Altogether the work is very nicely done and significantly extends our understanding of bunyavirus population dynamics. The paper also has broader significance in contributing to a larger body of work exploring fundamental questions concerning the lifestyles of segmented and multipartite viruses. The paper is clearly written, and the conclusions are generally well supported by the data. I have only a few minor comments:

Lines 54-57: The authors need to mention two prominent examples of other segmented viruses that produce large numbers of incomplete particles: influenza viruses (PMID: 23283949) and jengminviruses (PMID: 27569558). This is important to make clear the phenomenon described here is not unique to bunyaviruses.

Line 143: The "predictive model" used should be described more extensively in the main text so that readers don't have to dig into the supplement to understand what exactly was done and how to interpret the results. This is true for the modeling analysis later in the paper.

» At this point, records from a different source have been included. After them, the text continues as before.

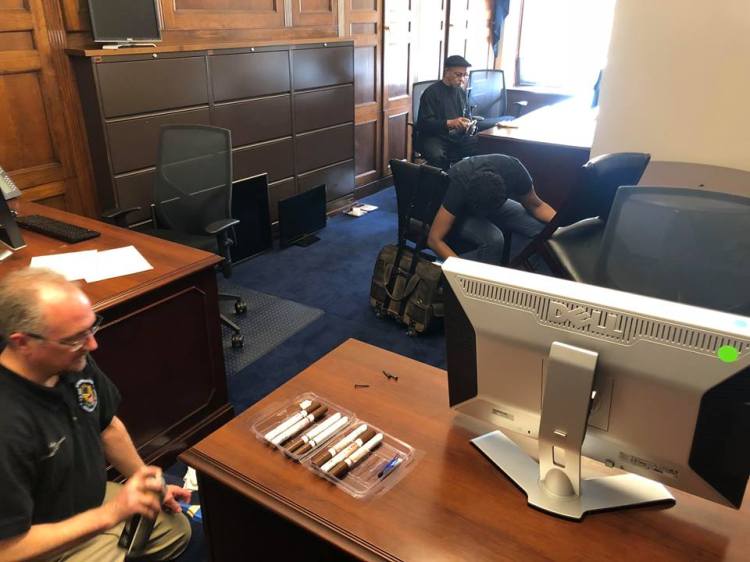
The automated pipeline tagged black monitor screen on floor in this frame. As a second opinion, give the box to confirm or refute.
[89,0,161,42]
[279,185,326,246]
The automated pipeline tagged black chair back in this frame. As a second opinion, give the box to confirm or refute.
[154,125,232,235]
[390,160,449,242]
[468,69,508,119]
[411,80,437,153]
[511,152,651,270]
[594,187,750,316]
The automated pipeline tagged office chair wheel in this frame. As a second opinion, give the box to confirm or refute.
[232,334,245,349]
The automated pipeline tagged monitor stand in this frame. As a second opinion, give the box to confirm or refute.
[102,43,156,49]
[471,342,674,520]
[290,234,320,248]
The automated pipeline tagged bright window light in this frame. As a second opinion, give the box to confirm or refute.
[518,0,615,92]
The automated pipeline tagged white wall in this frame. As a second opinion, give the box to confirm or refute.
[592,0,750,172]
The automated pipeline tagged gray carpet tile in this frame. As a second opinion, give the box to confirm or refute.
[219,281,323,376]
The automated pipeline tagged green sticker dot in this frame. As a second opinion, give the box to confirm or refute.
[716,345,740,363]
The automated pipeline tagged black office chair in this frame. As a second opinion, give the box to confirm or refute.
[407,80,437,162]
[510,152,651,282]
[104,125,247,348]
[467,69,527,130]
[594,187,750,316]
[390,160,490,259]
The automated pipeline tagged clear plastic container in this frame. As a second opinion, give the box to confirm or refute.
[252,392,418,498]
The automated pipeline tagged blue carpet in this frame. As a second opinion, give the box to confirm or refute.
[227,188,445,413]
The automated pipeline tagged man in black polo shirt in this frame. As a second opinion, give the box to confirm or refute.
[416,55,477,170]
[427,154,555,265]
[0,269,190,561]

Fig 5B,C: This figure would benefit from presenting some quantification of these data rather than simply representative images

Line 363-4: The authors need to be careful to say this suggests incomplete particles could potentially contribute to transmission, as it does not yet suggest they play a significant role in transmission as the authors state.

Reviewer #3: this paper is an excellent piece of scientific research. However I have a couple of things that I think the authors need to consider. However, I must commend the authors for an elegant piece of work with clear descriptions and outcomes

Firstly, you are using defective cells in terms of the interferon response and the mosquito cells lacking an RNAi response, the mosquito is less problematic as you do the in vivo mosquito infections. However, this should be mentioned.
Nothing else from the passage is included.